According to a Sept. 23 “New York Times” article, the Department of Labor has opened investigations into Tyson Foods and Perdue Farms to determine whether migrant children have been working overnight shifts for contractors to clean the two companies’ Virginia slaughterhouses. The agency also is investigating Fayette Industrial and QSI, the contractors that operate cleaning shifts for Perdue and Tyson.
So far, none of the parties involved has addressed the allegations. However, a Perdue Farms spokesperson issued a statement that the company has “strict, longstanding policies in place” to prevent minors from working in hazardous conditions, and the company holds its contractors to the same standards.
The Perdue Farms spokesperson added, “We are conducting a comprehensive third-party audit of child labor prevention and protection procedures including a compliance audit of contractors. We will take appropriate actions based on the findings of that investigation…and plan to cooperate fully with any government inquiry on this matter.”
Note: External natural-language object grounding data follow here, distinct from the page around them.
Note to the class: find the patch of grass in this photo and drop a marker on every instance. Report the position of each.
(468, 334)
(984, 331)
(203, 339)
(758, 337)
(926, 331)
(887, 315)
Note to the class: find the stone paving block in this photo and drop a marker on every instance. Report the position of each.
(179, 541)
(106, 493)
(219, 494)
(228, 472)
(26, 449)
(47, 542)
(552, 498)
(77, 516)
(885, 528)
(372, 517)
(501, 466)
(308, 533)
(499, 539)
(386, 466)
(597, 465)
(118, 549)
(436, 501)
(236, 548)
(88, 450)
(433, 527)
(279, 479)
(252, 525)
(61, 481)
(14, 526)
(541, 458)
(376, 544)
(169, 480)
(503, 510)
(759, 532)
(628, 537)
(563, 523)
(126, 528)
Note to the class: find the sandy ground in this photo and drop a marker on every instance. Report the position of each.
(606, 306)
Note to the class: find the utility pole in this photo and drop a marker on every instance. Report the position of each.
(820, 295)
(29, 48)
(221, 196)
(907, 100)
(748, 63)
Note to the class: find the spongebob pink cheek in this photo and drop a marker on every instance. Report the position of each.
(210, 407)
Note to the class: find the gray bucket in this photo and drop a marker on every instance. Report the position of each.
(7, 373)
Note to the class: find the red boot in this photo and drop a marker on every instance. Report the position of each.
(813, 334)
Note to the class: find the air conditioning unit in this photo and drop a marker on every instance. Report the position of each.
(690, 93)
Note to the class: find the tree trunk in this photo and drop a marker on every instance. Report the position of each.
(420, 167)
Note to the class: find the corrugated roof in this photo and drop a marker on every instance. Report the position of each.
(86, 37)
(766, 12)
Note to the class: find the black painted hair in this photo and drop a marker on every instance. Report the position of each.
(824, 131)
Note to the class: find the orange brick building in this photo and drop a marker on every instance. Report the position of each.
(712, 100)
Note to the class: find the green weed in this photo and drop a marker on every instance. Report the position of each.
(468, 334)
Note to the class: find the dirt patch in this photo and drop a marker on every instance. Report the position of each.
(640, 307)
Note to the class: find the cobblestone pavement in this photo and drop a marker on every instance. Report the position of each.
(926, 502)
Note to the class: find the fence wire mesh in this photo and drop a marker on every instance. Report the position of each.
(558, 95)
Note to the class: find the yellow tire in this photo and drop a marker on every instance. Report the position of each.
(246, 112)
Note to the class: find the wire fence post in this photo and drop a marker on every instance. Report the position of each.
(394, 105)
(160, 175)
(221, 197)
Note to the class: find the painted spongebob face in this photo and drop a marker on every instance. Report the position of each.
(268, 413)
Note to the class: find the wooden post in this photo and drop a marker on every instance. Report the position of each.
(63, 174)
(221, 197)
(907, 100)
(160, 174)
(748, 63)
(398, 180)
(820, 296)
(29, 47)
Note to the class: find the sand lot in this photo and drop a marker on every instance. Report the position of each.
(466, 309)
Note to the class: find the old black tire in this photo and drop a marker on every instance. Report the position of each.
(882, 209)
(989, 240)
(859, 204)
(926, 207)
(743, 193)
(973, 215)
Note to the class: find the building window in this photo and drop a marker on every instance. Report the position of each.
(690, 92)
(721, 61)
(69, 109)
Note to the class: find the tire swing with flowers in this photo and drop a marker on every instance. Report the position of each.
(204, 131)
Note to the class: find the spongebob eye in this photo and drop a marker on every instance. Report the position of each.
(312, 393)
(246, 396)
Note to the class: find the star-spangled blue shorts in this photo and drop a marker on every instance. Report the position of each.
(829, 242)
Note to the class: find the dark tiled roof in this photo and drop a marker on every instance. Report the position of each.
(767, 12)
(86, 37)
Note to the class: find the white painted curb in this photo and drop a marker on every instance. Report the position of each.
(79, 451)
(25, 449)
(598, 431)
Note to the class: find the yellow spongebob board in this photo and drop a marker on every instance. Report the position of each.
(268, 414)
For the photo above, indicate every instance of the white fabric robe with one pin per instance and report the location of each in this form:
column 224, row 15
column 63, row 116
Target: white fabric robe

|Department of Labor Program to Address Workplace Hazards|
On Sept. 23, Seema Nanda, the U.S. Solicitor of Labor, told “The New York Times,” “We are long past the day when brands can say that they don’t know that they have child labor in their supply chain. The intention [of the investigation] is to make sure that those higher up in the supply chain are holding their subcontractors and staffing agencies accountable.”
According to “The New York Times,” “Fayette and QSI said they had policies against child labor and were not aware of the federal investigations. Tyson said it planned to end its relationship with QSI at several plants, while Perdue has told Fayette that it may end its contract.”